The dairy industry has a billion pound problem with its massive cheese surplus. And Americans are increasingly turning away from the salty, fatty goodness of cheese, which amplifies the issue. The good news? We might soon be able to get back on the nacho train, now that it turns out cheese is not actually that bad for us.
To be clear, it’s not a health tonic, according to the study. What the researchers at the University of Texas School of Public Health are saying, as explained by The Atlantic, is that it doesn’t seem to be a problem:
An analysis of 2,907 adults found that people with higher and lower levels of dairy fats in their blood had the same rate of death during a 22-year period. The implication is that it didn’t matter if people drank whole or skim or 2-percent milk, ate butter versus margarine, etc. The researchers concluded that dairy-fat consumption later in life “does not significantly influence total mortality.”
This is part of an overall trend that’s helping clear saturated fats, or at least saturated fats from natural sources, of the murder charges against them. While frying breaded cheese in canola oil is probably still a bad idea, the problem doesn’t appear to be the cheese itself.

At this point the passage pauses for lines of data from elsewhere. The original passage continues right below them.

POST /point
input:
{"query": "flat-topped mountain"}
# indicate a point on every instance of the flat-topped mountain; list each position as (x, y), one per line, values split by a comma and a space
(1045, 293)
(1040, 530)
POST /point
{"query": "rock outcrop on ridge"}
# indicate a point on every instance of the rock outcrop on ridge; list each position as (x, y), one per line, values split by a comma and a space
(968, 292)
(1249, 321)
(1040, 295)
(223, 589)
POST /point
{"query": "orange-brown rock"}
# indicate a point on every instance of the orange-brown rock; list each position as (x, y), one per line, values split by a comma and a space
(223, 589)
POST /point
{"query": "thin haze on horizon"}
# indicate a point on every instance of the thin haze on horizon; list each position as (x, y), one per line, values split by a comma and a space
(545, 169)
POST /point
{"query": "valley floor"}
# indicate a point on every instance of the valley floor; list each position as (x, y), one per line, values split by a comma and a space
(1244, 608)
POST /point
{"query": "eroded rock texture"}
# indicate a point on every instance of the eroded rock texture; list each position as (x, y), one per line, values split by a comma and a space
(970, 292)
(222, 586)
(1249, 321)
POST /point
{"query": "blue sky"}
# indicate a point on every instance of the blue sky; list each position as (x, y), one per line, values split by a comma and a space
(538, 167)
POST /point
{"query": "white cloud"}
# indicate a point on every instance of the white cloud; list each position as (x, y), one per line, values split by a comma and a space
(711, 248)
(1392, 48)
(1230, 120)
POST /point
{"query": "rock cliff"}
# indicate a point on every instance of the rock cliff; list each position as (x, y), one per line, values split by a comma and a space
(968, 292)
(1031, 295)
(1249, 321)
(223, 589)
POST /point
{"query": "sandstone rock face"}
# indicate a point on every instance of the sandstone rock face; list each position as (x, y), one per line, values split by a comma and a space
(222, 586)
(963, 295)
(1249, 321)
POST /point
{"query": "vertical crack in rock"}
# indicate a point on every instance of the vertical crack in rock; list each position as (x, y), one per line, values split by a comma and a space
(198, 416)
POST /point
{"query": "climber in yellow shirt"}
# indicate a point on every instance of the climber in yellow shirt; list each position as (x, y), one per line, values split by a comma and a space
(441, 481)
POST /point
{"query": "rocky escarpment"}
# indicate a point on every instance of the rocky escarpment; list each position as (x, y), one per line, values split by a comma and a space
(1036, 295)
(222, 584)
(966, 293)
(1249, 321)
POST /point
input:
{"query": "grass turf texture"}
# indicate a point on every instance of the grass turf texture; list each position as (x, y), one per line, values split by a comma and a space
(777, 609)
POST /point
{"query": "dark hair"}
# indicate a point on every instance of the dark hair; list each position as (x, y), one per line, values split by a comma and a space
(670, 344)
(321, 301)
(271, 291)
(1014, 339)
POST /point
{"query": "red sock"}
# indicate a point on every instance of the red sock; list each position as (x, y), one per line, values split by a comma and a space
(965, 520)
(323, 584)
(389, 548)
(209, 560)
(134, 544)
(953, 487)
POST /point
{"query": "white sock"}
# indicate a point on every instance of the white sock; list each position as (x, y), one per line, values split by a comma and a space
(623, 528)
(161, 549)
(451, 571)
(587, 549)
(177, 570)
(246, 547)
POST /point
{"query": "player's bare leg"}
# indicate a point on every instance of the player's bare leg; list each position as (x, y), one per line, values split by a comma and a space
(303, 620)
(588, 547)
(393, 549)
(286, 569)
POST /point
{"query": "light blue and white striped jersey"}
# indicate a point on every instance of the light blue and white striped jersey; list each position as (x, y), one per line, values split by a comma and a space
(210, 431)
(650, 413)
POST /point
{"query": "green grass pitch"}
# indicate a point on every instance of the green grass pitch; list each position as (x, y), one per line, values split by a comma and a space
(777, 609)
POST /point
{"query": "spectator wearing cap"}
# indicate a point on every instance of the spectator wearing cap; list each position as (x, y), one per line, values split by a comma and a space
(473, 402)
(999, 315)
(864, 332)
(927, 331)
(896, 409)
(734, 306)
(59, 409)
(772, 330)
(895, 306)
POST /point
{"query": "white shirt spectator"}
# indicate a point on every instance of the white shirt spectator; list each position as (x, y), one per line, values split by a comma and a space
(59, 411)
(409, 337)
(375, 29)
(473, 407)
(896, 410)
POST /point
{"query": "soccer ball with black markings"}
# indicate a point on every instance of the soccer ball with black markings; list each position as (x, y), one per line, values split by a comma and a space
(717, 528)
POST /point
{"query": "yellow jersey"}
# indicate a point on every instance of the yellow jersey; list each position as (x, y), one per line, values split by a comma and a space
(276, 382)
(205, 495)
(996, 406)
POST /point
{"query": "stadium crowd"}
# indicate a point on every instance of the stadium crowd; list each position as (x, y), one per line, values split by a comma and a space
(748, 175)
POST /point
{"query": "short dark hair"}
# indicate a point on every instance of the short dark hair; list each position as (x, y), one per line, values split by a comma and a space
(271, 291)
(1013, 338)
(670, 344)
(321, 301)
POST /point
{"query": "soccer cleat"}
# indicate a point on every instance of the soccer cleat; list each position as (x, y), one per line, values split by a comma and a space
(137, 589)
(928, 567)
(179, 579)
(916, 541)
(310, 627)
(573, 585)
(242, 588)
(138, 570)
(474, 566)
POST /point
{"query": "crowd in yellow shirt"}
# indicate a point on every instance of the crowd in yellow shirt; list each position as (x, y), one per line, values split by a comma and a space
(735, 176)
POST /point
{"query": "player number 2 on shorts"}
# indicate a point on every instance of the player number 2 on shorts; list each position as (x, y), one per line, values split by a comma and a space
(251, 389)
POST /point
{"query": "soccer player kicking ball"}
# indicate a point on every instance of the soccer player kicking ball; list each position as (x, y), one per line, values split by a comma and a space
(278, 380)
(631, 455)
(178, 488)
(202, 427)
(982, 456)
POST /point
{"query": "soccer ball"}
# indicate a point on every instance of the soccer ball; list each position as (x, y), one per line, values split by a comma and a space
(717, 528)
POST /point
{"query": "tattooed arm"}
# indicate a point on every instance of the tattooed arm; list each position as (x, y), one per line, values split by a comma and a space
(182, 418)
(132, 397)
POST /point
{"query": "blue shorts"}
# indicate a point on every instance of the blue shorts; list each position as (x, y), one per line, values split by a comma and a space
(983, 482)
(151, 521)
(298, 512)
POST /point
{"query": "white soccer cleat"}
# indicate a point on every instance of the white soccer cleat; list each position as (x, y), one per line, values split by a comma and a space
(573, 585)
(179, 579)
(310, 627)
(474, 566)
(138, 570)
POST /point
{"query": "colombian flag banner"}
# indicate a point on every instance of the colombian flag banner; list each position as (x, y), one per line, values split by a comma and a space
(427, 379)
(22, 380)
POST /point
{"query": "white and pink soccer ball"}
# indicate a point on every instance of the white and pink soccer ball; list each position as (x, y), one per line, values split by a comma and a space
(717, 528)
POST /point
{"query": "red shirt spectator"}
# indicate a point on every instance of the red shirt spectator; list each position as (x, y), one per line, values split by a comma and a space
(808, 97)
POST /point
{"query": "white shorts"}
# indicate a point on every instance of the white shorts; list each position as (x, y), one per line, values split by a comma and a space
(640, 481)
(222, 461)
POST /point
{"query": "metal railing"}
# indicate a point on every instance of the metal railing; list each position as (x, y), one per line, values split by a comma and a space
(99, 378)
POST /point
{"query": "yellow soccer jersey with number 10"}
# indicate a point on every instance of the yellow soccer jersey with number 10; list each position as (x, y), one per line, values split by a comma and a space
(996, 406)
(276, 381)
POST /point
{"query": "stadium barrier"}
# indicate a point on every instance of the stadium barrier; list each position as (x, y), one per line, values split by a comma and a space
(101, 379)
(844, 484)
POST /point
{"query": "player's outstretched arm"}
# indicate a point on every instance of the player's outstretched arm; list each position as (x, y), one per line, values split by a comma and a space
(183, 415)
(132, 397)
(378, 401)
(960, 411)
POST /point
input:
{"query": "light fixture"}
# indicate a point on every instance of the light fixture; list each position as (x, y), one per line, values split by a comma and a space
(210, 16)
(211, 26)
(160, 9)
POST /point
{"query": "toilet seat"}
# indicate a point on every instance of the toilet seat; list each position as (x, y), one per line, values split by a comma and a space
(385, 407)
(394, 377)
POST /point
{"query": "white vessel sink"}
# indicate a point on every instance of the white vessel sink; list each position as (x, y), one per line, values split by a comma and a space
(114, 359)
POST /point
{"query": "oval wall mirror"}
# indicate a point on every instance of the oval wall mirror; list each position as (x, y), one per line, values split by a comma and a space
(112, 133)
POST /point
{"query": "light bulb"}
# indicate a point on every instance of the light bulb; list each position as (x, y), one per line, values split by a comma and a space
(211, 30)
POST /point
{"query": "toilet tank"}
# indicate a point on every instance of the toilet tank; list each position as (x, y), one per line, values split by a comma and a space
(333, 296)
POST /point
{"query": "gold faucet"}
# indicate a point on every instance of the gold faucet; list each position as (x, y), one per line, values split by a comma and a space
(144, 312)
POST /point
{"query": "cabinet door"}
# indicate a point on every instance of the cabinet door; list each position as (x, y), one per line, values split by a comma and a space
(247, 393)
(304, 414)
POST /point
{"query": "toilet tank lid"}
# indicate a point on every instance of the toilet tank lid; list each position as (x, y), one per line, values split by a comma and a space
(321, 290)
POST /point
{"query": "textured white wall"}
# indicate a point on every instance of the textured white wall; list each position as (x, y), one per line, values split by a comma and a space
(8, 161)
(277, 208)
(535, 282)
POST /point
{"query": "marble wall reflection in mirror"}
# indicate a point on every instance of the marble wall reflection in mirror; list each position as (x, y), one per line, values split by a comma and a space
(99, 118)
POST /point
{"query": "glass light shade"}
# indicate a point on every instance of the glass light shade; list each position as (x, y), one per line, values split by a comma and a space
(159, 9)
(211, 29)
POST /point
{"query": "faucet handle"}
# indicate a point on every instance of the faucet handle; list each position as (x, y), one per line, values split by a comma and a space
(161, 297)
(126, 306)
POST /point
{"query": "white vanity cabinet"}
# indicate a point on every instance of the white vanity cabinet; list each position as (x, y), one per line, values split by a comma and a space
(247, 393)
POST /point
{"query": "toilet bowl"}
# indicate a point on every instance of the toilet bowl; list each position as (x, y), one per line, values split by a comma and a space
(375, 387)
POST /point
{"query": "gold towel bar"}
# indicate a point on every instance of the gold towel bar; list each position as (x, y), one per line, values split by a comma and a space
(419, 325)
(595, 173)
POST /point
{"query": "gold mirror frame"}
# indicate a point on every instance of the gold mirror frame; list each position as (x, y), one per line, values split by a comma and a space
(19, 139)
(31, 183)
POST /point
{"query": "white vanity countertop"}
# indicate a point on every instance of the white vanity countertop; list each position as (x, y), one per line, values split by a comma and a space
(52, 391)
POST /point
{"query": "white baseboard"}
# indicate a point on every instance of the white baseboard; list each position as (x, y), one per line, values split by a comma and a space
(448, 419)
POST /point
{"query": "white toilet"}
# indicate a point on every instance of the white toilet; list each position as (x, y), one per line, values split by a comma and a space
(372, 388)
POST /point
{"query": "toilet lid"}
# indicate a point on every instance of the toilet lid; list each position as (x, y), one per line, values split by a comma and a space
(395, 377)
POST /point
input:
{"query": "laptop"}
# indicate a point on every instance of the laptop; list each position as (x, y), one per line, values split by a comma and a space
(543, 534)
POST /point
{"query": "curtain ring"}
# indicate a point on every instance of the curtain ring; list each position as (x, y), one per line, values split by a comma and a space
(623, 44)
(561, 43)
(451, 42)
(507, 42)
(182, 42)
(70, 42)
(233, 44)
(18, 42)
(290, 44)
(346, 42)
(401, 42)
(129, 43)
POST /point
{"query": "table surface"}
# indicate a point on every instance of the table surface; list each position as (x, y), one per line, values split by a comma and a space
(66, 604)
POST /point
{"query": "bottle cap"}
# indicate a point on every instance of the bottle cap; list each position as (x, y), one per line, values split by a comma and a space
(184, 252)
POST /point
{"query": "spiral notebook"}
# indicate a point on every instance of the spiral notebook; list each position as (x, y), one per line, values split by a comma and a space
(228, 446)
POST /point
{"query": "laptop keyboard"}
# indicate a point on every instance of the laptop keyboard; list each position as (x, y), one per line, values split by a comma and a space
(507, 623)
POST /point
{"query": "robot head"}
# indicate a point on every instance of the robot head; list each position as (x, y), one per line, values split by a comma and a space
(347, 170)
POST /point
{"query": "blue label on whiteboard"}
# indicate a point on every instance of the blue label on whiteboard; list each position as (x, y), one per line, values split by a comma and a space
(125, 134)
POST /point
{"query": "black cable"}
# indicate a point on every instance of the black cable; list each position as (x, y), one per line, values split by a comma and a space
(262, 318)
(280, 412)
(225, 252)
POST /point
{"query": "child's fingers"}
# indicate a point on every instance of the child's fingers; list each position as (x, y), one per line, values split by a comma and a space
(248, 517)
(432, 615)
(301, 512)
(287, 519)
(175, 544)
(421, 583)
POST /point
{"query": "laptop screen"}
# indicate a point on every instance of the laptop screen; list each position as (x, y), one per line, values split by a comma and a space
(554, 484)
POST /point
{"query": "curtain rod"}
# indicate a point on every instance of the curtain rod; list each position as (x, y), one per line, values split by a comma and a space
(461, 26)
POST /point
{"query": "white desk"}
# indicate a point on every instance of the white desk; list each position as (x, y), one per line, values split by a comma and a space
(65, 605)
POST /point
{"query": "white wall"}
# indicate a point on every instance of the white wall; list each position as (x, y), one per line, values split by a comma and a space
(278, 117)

Granted, “Eh, it’s not going to kill you any harder than any other of your dietary habits” isn’t the most ringing endorsement but it beats “Eating gruyere will murder your heart.”
As always, we do need to apply a little common sense here. All this says is that if you’d prefer butter to your margarine, go ahead, not start melting it and having a cup every day. Overall, it appears dietary advice leans hard towards eating more veggies and keeping fats as a relatively low part of the calories you consume. But on the bright side, if you’ve been missing cheese as a snack, you’ve finally got some science to argue a few slices won’t kill you, and hey, it’s better than those off-brand fake-cheese puffs.